Your account is queued for deletion immediately. Personal data is removed from our active systems within 24 hours and from all backups within 30 days.

Option 2: Request deletion by email

If you can no longer access the app, send an email from your account's registered email address to contact@unwrapit.eu with the subject line "Account Deletion Request". We will verify your identity and process the deletion within 7 working days.

What gets deleted

• Deleted immediately: Your account, display name, email address, recipient profiles, wishlists, friend connections, group gift participation, saved gift ideas, in-app preferences, and notification tokens.
• Anonymised and retained: Aggregated analytics data (no longer linked to you personally) for app improvement purposes.
• Retained for legal compliance: Purchase records for completed in-app purchases (Plus subscriptions, top-up packs) are retained for up to 7 years as required by Croatian tax law (Zakon o porezu na dobit). These records do not contain your name or contact info — only an anonymous transaction ID and amount.

Active subscriptions

If you have an active Plus subscription when you delete your account, the subscription will continue to be billed by Google Play / Apple App Store until you cancel it separately through your store account. To cancel:

• Android (Google Play): Open Google Play → Profile → Payments & subscriptions → Subscriptions → UnWrapIt → Cancel subscription
• iOS (App Store): Open Settings → [Your name] → Subscriptions → UnWrapIt → Cancel subscription

9. App Permissions

UnWrapIt requests the following Android/iOS permissions only when needed:

• Internet: always required for app functionality (sync, AI suggestions, friends)
• Camera: only used to scan a friend's QR code when you choose to add a friend via QR (you tap "Scan QR" first). Camera access is never used for anything else and no photos are saved.
• Notifications: requested on first launch (Android 13+) and optional. Used for occasion reminders, friend requests, group gift activity, and account-related updates. You can disable specific types in app settings.
• Advertising ID: used by Google AdMob for rewarded ads on Free tier. Not used for cross-app tracking. Can be reset in device settings.

10. Cookies (Website Only)

Our website (unwrapit.eu) uses minimal cookies — only technical cookies necessary for the waitlist form and basic site functionality. We do not use cookies for tracking, retargeting, or advertising on the website. The mobile app does not use browser cookies.

11. Children

UnWrapIt is intended for users aged 16 and over (or the applicable age of digital consent in your country — 13 in some regions per COPPA, 14-16 in EU member states under GDPR). We do not knowingly collect data from children below this age. If you believe a child has provided us with personal data without parental consent, please contact us at contact@unwrapit.eu and we will delete the data immediately.
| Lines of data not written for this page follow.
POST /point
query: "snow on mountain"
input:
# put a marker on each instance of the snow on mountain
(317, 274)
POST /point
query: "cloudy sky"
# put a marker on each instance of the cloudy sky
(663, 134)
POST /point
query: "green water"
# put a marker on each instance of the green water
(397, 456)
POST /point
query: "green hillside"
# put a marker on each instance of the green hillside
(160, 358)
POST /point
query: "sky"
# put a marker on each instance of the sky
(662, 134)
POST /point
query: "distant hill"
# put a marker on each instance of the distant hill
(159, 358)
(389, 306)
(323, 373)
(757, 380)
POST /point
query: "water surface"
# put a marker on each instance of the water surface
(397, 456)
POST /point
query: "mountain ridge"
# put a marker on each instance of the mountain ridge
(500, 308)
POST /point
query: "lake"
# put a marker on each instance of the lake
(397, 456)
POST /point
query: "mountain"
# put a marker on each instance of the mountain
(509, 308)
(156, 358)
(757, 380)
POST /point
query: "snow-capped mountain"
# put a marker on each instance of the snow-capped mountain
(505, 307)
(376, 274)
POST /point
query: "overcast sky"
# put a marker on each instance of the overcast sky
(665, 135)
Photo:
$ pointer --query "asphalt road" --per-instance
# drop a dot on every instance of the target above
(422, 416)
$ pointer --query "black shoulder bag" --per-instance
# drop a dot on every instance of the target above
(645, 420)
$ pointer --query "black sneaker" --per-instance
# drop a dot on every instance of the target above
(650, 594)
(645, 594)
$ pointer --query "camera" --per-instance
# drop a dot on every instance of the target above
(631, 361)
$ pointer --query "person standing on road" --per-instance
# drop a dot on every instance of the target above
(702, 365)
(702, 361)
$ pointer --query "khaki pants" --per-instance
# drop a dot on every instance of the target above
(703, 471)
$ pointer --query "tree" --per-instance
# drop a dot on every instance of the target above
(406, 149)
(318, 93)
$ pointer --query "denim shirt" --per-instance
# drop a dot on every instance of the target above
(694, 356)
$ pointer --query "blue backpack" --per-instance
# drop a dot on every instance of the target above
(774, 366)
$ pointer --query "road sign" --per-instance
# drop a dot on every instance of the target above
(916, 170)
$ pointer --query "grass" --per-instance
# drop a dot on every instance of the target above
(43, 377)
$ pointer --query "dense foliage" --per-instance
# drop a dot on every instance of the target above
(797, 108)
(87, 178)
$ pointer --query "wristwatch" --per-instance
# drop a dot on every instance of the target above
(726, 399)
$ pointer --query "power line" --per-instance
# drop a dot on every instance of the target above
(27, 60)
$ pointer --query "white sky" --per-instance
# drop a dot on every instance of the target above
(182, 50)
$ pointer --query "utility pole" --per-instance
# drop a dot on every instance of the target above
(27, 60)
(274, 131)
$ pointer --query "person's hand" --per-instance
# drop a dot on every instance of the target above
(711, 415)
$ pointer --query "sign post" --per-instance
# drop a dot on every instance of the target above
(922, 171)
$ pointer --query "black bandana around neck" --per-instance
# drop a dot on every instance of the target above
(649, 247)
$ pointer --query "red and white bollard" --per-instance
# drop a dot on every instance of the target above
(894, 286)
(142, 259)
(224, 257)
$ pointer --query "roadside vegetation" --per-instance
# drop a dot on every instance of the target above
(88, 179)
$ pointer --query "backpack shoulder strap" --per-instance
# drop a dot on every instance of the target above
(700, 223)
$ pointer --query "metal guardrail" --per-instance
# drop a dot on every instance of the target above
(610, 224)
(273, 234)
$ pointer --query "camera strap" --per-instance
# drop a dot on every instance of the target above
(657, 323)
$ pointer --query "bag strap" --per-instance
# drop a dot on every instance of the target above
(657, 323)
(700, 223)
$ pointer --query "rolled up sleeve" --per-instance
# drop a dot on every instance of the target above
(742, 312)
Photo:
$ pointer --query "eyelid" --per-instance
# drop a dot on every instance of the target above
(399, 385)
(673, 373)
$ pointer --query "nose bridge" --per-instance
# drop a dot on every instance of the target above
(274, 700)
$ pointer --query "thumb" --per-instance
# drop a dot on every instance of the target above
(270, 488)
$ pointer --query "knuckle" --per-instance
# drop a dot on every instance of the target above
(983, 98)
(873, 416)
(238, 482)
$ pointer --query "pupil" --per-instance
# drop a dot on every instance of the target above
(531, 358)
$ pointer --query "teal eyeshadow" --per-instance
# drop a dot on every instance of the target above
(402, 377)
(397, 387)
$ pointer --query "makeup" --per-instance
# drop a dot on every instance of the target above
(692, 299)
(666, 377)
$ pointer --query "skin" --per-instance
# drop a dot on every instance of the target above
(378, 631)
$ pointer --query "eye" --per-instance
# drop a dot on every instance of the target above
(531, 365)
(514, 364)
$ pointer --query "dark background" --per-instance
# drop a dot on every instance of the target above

12. International Data Transfers

Some of our service providers (Google Firebase, Google Gemini, Netlify, AdMob) are based in the United States but maintain GDPR-compliant data processing through Standard Contractual Clauses (SCCs) and other approved transfer mechanisms. Where possible, we configure these services to use EU regions.

13. Changes to This Policy

We may update this Privacy Policy from time to time. Significant changes will be communicated by email or within the app at least 14 days before they take effect. The date of the last update is always shown at the top of this page. Continued use of the app after changes constitutes acceptance.

14. Contact

For any privacy-related questions, data requests, or concerns:

• 📧 Email: contact@unwrapit.eu
• 🌐 Website: unwrapit.eu
• 📮 Operator: OBAI Studio, Split, Croatia

If you believe your data protection rights have been violated, you may also contact the Croatian Personal Data Protection Agency (AZOP — Agencija za zaštitu osobnih podataka) at azop.hr.